Modeling the Dynamic Response and Establishing Post-buckling/ Post Snap-thru Equilibrium of Discrete Structures via a Transient Analysis

Abstract

Results of a transient analysis developed to model the dynamic response and establish post-buckling/post snap-thru equilibrium of discrete structures are presented. Three systems that exhibit unstable buckling characteristics are analyzed. The analysis consisted of first statically loading the structures up to there respective static limit loads. The structure is then perturbed from their critical state and a transient analysis is used to model the ensuing dynamic response. The transient formulation is first applied to two simple one-degree-of-freedom systems consisting of rigid links, springs, dampers, and lumped masses. The first of these systems was an arch with a point load applied at its vertex. This structure admits dynamic snap-thru response when loaded beyond its limit load.
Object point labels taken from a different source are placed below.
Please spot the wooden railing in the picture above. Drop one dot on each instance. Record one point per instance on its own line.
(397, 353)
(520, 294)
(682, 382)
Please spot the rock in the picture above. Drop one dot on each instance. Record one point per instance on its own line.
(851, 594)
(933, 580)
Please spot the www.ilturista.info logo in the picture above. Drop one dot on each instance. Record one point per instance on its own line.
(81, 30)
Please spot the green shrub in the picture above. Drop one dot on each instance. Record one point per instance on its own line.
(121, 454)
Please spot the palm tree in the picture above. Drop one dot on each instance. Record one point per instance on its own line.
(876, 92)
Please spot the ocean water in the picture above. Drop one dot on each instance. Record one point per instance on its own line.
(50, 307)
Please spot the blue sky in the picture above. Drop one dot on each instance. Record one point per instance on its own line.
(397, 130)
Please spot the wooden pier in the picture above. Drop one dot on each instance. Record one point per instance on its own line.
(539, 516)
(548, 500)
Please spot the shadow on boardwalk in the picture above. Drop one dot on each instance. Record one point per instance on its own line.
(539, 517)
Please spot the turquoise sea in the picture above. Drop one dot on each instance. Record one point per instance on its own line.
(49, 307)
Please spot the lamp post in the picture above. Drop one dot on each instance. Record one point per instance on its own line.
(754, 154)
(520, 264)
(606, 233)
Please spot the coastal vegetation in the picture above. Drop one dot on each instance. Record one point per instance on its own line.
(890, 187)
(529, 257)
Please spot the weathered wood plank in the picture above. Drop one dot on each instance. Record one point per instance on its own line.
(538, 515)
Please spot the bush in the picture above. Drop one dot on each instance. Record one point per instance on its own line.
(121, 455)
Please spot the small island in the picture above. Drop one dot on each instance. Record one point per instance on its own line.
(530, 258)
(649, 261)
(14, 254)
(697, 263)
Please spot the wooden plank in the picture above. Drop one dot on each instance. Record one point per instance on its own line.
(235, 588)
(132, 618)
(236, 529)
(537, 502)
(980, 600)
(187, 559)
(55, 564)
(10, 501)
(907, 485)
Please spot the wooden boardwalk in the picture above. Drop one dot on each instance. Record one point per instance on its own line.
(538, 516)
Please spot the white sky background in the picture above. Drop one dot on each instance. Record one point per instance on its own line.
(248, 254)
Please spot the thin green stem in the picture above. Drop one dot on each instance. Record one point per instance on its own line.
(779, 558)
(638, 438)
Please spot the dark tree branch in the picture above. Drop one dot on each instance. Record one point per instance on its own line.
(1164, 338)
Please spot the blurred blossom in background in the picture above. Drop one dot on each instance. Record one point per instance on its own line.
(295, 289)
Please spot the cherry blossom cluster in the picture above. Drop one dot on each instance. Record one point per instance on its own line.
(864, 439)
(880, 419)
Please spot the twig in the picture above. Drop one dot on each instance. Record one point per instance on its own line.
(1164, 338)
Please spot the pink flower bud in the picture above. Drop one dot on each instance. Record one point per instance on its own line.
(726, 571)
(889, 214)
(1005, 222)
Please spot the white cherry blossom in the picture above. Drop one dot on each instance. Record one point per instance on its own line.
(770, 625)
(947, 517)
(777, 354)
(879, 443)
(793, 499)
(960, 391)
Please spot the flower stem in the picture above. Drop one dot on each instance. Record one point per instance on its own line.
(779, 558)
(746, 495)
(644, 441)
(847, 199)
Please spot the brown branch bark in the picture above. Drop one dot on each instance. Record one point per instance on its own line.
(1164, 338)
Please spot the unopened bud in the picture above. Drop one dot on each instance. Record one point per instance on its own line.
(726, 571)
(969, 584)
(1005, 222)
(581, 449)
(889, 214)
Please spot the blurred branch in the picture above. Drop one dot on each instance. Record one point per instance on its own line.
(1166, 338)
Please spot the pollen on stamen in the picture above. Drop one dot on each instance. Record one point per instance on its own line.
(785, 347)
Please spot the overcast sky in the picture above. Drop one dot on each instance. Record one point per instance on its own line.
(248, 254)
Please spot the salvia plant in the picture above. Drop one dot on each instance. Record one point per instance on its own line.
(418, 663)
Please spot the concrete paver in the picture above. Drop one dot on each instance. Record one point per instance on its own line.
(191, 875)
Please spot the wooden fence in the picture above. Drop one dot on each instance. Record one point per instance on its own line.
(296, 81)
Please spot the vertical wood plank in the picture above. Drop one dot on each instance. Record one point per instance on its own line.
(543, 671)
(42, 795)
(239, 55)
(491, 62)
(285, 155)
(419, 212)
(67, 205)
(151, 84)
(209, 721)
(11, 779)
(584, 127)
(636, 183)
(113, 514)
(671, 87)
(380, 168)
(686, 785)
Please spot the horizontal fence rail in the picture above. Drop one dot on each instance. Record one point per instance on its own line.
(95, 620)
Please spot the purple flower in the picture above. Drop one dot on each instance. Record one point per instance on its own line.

The second system was a model of a curved panel under an applied axial end-shortening. This system exhibited dynamic buckling behavior consisting of a large decrease in the resultant axial load when loaded beyond its limit load. The transient analysis was then applied to a finite element model of a cylindrical shell with a cutout under an applied axial compression load to model the dynamics of the global buckling response upon reaching its limit load. The results from this study illustrate the usefulness of the transient analysis in modeling the dynamics of an unstable structural response and establishing equilibrium beyond any points of instability.